Over the course of two weeks, I met with hundreds of theological students in two different colleges and shared with ministers, pastors and lay leaders from different denominations on cross cultural ministry and mission.
I was also fortunate to meet and listen to leaders from the UCA’s 10 partner churches and organisations in Indonesia, Timor Leste and the Philippines who were gathered for the opening of the UnitingWorld South East Asia Regional Office in Badung, Bali.
During my travels across Java and Bali, there was one question people often asked me, “when living in a diverse community, what is the most important value or ethic we can bring cross culturally?”
My answer was very simple: grace.
This is not a new thing for Indonesian people.
Living side by side with those who are different is the reality of life in Indonesia. People need to communicate and negotiate with others in order to live together in peace and harmony. People are often changed and transformed by their relationship with others.
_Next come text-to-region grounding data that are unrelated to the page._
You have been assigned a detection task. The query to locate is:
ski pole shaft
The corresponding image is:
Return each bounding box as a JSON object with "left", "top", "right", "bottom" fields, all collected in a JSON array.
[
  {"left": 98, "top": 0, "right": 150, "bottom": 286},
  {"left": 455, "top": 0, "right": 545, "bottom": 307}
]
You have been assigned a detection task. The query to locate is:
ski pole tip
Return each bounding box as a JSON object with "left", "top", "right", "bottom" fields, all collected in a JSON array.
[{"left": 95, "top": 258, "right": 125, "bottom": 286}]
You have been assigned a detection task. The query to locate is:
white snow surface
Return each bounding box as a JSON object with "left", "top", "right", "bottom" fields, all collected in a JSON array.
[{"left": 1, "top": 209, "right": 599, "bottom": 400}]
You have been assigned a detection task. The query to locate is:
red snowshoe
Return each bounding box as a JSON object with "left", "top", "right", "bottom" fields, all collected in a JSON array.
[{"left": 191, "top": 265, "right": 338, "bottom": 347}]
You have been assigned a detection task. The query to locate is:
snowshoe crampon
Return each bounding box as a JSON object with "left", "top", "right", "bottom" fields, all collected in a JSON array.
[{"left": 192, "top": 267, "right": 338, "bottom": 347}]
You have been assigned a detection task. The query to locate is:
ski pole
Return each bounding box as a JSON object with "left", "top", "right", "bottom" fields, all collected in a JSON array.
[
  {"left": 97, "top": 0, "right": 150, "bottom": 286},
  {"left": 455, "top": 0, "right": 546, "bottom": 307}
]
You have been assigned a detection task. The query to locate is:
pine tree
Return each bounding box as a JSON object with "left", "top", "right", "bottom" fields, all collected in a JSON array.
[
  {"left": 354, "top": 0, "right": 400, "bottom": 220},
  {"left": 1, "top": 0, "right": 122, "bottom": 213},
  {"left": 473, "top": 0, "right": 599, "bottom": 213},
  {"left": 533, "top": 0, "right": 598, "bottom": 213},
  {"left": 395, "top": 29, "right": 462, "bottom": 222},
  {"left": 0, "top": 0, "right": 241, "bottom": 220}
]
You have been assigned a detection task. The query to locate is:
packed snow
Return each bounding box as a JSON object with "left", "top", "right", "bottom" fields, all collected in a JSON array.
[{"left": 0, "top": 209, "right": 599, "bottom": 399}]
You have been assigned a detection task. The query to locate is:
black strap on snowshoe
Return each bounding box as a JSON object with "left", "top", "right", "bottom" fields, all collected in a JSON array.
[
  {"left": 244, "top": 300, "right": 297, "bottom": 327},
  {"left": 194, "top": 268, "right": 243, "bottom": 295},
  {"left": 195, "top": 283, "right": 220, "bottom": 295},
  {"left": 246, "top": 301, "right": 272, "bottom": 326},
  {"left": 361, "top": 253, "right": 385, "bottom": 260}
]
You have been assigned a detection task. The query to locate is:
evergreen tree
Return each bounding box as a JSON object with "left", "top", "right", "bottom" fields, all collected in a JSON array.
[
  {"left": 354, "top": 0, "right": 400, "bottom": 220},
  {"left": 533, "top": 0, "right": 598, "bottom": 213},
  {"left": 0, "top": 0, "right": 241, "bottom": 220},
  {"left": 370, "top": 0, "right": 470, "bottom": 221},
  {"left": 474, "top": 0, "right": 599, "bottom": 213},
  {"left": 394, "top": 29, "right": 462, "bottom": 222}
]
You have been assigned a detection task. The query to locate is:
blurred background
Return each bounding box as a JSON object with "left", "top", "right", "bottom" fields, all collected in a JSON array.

Take for example PESAT Theological College in Salatiga, Central Java. The interdenominational college runs a very specific program preparing students to minister in remote areas of Indonesia. Many of the students come from different islands and the campus has been built in the style found in the remote areas where the students will be working. During their three years of study, the students live on campus and are taught many skills on how to live and survive in a small village.
I am grateful to Rev. Rensius Sinaga, the Principal of PESAT, and Mr Suprapto Widodo who organised my visit and gave me the opportunity to share with students on the importance of creating a space of grace. I spoke to students about the diversity of the Uniting Church in Australia, with 26 different languages and 12 National Conferences coming together. We are all different but we are all committed to living together as parts of the Body of Christ.
I then asked the students to share their own stories about experiencing acceptance, inclusion and belonging in a diverse community. I heard many inspiring stories of how a community was transformed when they found ‘a space of grace’ for everyone.
At the opening celebration of the South East Asia Regional Office, I preached on the same theme, creating a space of grace in a diverse community. My thanks to Dr. Debora Moerty, the Regional Coordinator and Hindra Sulaksono the Program Manager for organising this.
People then openly shared on how a space of grace can lead to community transformation. Aginel Chingwaro, a Zimbabwean Consultant on HIV and AIDS who has been working in West Papua since 2009, shared how important ‘a space of grace’ was to HIV and AIDS sufferers in the life of their community.
Dr Takim Andriono from the Christian Foundation Trampil in Surabaya East Java also spoke about the need for grace in preparing leaders and leadership teams.
Throughout my trip I found the forms and challenges of creating a space of grace may be different from one place to another, but the commitment to make this space of grace is the same from one place to another. I thank God for this commitment.